Only two minutes into the pilot, Mr. Robot managed to remind me of Taxi Driver and Fight Club in terms of having an unreliable but charismatic antihero protagonist and the lush wide shots, off-kilter pacing, and Elliot’s voiceover that came out like a drug-numbed drone settled deep within my head. I focused on the characters and their interactions and I was swept away to a very dark place that I happily crawled back to week after week. As with many series that have interwoven plots and mounds of developing characters and questions that have been alluringly dangled like a bunch of bright green grapes over the course of a season to ravenous viewers who just want something to chew, it was the penultimate episode of the first season that felt the most rewarding to me. Answers were offered and theories were somewhat resolved and so the actual finale fell a little flat for me because it would have been nearly impossible to follow up the gripping hour that preceded it. Still, there was something eerily magical about the conversation Elliot had on the street with Joanna in that last episode. The whole thing was shot in a hushed kind of manner and so much was not being said between them and all of the empty and dense space behind them in the frame managed to look almost menacing and it was just about perfect.

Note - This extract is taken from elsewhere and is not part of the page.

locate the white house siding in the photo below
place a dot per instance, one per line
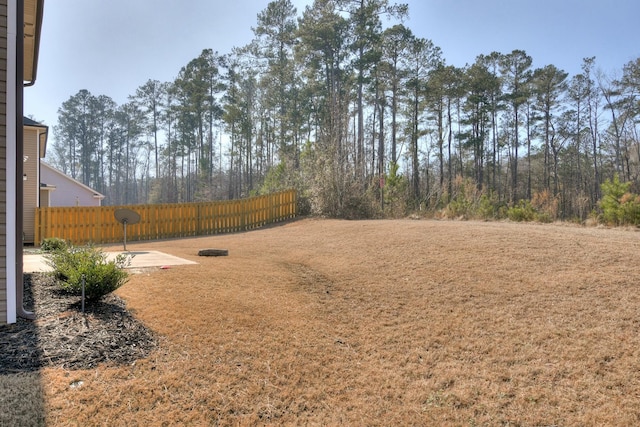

For me though, the most perfect part of the entire episode was not that street scene, but a line spoken by Elliot in voiceover when he saw the mania created by the repercussions of his choices and his actions: “So this is what a revolution looks like.”
I couldn’t help but think about the Mr. Robot revolution line as I watched the latest episode of The Real Housewives of Orange County because it certainly seems like a battle is about to burst forth, one that will be fought on the expansive grounds and inside the tacky parties thrown by women who should really know better than to expect normality to govern their lives anymore. I think maybe that’s what actually offends me – that any Housewife still has the audacity to feign surprise that 1) the other Housewives are talking about her and 2) that they are saying only very shitty things. What does surprise me, though, is the darkness this franchise as a whole has descended into. The conflicts used to revolve around lies rich women told one another for sport or people showing up to events for which they had never sent an RSVP or any other minor calamity from which an hour (or seven) of dramatics could be squeezed, but we are not in that place anymore. The conflicts have been upped and the fallout has become massive. Now our Housewives face things like incarceration. They fail publicly and spectacularly in alleged quests for sobriety. They are embroiled in lawsuits for screaming across the airwaves that another Housewife’s vagina smells like rotten fish. Depositions are actually scheduled for some of the other Housewives to comment on the record about what they have heard about the alleged scent of another woman’s vulva.